Decided to try same thing using SCOOP.

import io
import csv
import gzip
import urllib.parse
import urllib.request

import scoop
import scoop.futures


def read_gzip(url):
    with urllib.request.urlopen(url) as response:
        yield from gzip.open(io.BufferedReader(response))


def get_themes(url):
    themes = []
    domain = None
    theme_path = b'wp-content/themes/'
    scoop.logger.info('parsing: %s' % url)
    for line in read_gzip(url):
        if line.startswith(b'WARC-Target-URI:'):
            domain = line[17:].decode('utf-8').strip()
            domain = urllib.parse.urlparse(domain).netloc
        elif theme_path in line:
            start = line.index(theme_path) + len(theme_path)
            end = line.find(b'/', start)
            if end >= 0:
                themes.append((domain, line[start:end].decode('utf-8')))
    return themes


def main():
    lines = read_gzip('https://commoncrawl.s3.amazonaws.com/crawl-data/CC-MAIN-2016-07/warc.paths.gz')
    paths = ['https://commoncrawl.s3.amazonaws.com/' + x.decode('utf-8').strip() for x in lines]
    with open('results.csv', 'w', newline='') as f:
        writer = csv.writer(f)
        writer.writerow(['domain', 'theme'])
        for result in scoop.futures.map(get_themes, paths):
            for domain, theme in result:
                writer.writerow([domain, theme])


if __name__ == "__main__":
    main()

SCOOP allows to run scripts on multiple cores locally or on multiple remote machines via ssh.
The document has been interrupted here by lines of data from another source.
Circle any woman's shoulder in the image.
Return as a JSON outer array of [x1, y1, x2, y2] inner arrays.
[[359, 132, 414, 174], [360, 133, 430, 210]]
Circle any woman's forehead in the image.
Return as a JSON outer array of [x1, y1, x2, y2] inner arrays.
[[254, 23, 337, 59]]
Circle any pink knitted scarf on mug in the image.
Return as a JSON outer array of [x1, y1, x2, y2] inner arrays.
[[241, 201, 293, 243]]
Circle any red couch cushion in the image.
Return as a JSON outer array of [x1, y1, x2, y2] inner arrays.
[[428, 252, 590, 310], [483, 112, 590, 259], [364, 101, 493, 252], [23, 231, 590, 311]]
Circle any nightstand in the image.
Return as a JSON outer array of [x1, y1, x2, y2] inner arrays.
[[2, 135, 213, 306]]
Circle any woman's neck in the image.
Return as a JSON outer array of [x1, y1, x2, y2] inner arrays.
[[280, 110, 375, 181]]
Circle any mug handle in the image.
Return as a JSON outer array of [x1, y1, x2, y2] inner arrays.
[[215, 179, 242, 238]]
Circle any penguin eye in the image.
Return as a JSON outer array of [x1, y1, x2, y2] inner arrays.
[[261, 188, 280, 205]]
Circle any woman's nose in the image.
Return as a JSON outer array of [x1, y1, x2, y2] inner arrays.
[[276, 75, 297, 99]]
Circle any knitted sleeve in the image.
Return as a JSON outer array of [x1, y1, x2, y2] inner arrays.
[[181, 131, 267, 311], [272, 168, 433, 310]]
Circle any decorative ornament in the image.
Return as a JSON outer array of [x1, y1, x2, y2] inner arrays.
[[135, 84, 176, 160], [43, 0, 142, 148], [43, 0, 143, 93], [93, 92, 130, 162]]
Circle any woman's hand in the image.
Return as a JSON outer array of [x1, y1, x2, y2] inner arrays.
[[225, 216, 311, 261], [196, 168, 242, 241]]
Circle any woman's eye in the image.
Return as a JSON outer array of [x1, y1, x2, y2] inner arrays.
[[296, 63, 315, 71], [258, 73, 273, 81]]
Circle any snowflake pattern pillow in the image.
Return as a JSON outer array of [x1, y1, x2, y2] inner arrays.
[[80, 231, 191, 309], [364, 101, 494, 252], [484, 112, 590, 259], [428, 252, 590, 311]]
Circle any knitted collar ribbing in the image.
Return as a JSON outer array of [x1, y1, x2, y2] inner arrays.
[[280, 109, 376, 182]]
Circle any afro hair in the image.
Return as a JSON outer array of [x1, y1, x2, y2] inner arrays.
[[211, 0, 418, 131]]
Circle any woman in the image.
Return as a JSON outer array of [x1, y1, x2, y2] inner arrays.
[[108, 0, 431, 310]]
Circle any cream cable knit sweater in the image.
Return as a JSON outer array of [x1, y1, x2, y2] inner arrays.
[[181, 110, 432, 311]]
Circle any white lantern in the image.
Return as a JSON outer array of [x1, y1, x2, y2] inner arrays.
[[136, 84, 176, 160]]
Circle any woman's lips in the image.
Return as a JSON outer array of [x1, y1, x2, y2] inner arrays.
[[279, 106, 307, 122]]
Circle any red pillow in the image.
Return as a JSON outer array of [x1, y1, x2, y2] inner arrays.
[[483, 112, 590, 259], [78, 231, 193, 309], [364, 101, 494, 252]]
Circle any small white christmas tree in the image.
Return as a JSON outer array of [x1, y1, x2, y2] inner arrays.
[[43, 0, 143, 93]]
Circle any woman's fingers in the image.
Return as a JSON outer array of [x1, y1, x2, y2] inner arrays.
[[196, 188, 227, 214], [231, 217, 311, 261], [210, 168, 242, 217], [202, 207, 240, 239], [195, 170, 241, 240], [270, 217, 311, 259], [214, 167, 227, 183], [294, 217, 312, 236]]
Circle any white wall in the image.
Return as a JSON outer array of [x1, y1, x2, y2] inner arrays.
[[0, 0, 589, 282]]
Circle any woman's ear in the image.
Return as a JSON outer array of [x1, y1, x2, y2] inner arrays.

In order to do that, you need to install SCOOP and this script on each machine and list those machines in a hosts file, that will be read by SCOOP. Server setup part probably can be done with Ansible.

I tried to run this scripts on two servers, each server takes about 15 minutes to download one ~800 Mb warc file and 2.5 minutes to process it.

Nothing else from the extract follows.